Richard Osman struck fame with his Thursday Murder Club cozy mystery series, now four books’ strong. His new series, in a genre one might call cozy thriller, kicks off with We Solve Murders and it is a treat. A female bodyguard teams up with her ex-cop father-in-law and a famous writer to find out why a series of influencers have been murdered. The new series is as wryly comedic and skillfully written as TMC but differs in being more propulsive plot wise and less concerned with his characters’ non-plot lives, so it has a very different feel. Indeed the plot is preposterous, full of outrageous McGuffins and segues that could derail any normal novelist. Yet somehow Osman keeps delighting with lovely one-liners and deft action. Situating the storyline within the milieu of global money laundering adds spice to the story. As befits its genre, very little explicit violence takes place, but this seems to only add to the adroitness of the writing.

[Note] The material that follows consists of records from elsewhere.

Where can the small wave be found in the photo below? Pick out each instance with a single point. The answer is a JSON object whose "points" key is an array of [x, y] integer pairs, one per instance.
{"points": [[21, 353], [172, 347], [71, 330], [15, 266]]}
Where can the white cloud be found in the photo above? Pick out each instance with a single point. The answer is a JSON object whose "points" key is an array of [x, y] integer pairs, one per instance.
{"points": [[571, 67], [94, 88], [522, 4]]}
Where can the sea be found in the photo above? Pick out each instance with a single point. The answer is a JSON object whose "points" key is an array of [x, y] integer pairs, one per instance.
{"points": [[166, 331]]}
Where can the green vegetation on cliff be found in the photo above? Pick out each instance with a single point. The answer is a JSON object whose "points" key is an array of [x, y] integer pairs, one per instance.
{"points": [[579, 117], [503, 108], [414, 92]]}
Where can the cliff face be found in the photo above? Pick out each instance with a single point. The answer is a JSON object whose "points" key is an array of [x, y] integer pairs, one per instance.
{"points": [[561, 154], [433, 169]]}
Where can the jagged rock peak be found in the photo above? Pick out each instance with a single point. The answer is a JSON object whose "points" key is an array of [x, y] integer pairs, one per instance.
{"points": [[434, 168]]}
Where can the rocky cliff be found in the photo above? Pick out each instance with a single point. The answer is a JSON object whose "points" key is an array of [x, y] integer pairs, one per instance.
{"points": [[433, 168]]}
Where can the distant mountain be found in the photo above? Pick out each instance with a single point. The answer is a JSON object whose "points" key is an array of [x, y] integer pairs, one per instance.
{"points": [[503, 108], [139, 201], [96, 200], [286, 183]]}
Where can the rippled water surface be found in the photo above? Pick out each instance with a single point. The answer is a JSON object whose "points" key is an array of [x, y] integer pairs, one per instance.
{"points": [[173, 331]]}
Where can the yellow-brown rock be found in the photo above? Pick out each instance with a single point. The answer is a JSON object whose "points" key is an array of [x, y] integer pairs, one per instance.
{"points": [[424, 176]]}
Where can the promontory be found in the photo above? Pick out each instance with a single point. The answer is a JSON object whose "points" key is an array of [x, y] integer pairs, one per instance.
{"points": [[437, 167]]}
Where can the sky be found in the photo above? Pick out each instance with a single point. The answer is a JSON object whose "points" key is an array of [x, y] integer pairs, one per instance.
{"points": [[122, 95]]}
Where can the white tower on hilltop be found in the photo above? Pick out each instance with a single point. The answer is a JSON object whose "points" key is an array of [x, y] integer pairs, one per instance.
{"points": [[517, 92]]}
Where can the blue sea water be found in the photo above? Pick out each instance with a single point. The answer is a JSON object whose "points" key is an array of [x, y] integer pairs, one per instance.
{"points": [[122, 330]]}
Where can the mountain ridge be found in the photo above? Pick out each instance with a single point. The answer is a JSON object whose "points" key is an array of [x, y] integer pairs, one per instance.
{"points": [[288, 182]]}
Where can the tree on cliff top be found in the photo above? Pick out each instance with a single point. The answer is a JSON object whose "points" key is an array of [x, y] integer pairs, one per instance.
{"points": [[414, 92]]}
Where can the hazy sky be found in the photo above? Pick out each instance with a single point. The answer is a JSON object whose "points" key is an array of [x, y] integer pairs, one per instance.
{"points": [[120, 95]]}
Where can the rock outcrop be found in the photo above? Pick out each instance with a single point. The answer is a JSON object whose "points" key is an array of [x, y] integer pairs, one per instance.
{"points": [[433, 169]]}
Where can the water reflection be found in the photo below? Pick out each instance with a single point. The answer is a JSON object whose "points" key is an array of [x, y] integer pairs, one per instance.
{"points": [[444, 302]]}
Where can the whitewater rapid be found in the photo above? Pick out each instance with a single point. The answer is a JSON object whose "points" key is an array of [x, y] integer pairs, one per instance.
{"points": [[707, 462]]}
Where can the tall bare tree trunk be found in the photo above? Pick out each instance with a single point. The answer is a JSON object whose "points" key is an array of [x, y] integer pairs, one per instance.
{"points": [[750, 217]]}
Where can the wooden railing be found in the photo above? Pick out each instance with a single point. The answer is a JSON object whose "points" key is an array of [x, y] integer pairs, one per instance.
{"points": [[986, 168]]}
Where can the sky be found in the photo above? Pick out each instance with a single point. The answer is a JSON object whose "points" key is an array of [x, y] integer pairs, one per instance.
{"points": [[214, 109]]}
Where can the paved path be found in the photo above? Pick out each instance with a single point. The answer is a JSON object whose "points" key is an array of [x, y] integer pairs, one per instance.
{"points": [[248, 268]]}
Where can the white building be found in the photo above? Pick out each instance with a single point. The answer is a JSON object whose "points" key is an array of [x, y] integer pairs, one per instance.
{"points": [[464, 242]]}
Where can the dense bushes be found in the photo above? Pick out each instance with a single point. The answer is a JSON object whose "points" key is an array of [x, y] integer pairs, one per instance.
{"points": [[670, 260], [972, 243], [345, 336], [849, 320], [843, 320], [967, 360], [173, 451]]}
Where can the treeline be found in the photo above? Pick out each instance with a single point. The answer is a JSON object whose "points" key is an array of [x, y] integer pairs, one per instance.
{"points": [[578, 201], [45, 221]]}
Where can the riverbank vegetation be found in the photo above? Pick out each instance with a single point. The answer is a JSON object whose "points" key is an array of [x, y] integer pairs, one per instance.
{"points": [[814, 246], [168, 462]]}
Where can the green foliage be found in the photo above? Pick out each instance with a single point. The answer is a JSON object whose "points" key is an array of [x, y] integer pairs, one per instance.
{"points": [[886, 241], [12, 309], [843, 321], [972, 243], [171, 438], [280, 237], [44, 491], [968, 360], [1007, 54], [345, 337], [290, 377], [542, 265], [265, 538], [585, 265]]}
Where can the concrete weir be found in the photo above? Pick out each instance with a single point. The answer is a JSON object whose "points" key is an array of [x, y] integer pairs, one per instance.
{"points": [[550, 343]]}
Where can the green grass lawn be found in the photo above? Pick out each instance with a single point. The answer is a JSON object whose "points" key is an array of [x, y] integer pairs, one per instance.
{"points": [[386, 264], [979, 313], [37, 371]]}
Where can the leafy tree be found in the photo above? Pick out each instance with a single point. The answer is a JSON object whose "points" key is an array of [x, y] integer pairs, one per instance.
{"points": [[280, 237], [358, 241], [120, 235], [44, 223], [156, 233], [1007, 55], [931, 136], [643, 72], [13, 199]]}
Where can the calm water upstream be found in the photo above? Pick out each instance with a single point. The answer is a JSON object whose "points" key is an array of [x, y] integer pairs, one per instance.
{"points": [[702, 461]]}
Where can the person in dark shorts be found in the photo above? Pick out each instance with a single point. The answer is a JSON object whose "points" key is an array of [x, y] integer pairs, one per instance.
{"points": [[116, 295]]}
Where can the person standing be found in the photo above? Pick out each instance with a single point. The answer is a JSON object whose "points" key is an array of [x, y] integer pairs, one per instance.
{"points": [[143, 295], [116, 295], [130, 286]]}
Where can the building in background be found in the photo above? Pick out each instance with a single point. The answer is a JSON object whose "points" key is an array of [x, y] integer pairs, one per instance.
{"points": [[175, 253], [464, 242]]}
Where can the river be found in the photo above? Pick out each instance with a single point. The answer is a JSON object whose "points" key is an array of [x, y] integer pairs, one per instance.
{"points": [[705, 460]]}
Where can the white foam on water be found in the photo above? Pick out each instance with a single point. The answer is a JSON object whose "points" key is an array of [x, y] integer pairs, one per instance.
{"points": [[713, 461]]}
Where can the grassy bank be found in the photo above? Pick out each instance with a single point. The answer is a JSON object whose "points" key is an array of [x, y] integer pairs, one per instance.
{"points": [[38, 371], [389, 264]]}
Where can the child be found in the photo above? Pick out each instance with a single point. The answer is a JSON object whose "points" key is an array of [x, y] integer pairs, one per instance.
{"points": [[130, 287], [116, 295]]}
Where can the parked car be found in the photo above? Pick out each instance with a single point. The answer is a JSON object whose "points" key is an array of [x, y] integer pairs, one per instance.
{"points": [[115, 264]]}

Overall, We Solve Murders is another Osman triumph and streets ahead of most humorous thriller fare.

Only Murders in the Building Season 4 [9/10]

Only Murders in the Building Season 4 review

As the seasons have accumulated on the zany, New-York-drenched show Only Murders in the Building, with its chemistry between Steve Martin, Martin Short, and Selena Gomez, I have kept waiting for a downturn, the pivot toward staleness. After the exemplary Season 2 (see my review), would Season 3 dip? Yes but only a fraction (see my review). Surely, however, this new Season 4, which even dares to flit across the continent to LA, would crash? Fortunately for us fans, the answer is resoundingly an affirmation. The three stars retain all their verve, with Martin Short deploying the best lines but Steve Martin also hilarious in many scenes. The remaining actors are superbly cast and perfect in performance, including new cameos from Zach Galifianakis and Eugene Levy. The writing team is adventurous with a ludicrous but delightful Season 4 plot concept and script, and a couple of adventurous directorial departures impart an edgy vibe. As if that were not all enough, there is even a completely unexpected and laugh-out-loud scenic moment involving John McEnroe on a Manhattan street. Another triumph of a season and Season 5 beckons…

The Critic [3/10]

The Critic review

Based on Anthony Quinn’s historical cozy mystery, Curtain Call, the trailer of The Critic bodes well, primarily because it focuses on the hypnotic, reptilian presence of Ian McKellan as the mid-30s London theater critic at the heart of it all. And the first half of the film solidly establishes the swirling character set around the critic, plus the plot hinge (which seems, on checking out the underlying novel, to be very different to the original), namely an arrangement the critic comes to with an aspiring starlet to help him retain his coveted newspaper standing. Yet even then the movie creaks. Gemma Arterton seems miscast as the femme fatale, as does Mark Strong as a repressed newspaper mogul, the pacing seems uneven, the cinematography has a muddy color, and the soundtrack is sleepy. But the second half of The Critic descends into a plotline and scripting mess, McKellan’s acting descends into unemotional hamming, and the conclusion falls with a clunk. A missed opportunity, this one, badly missed.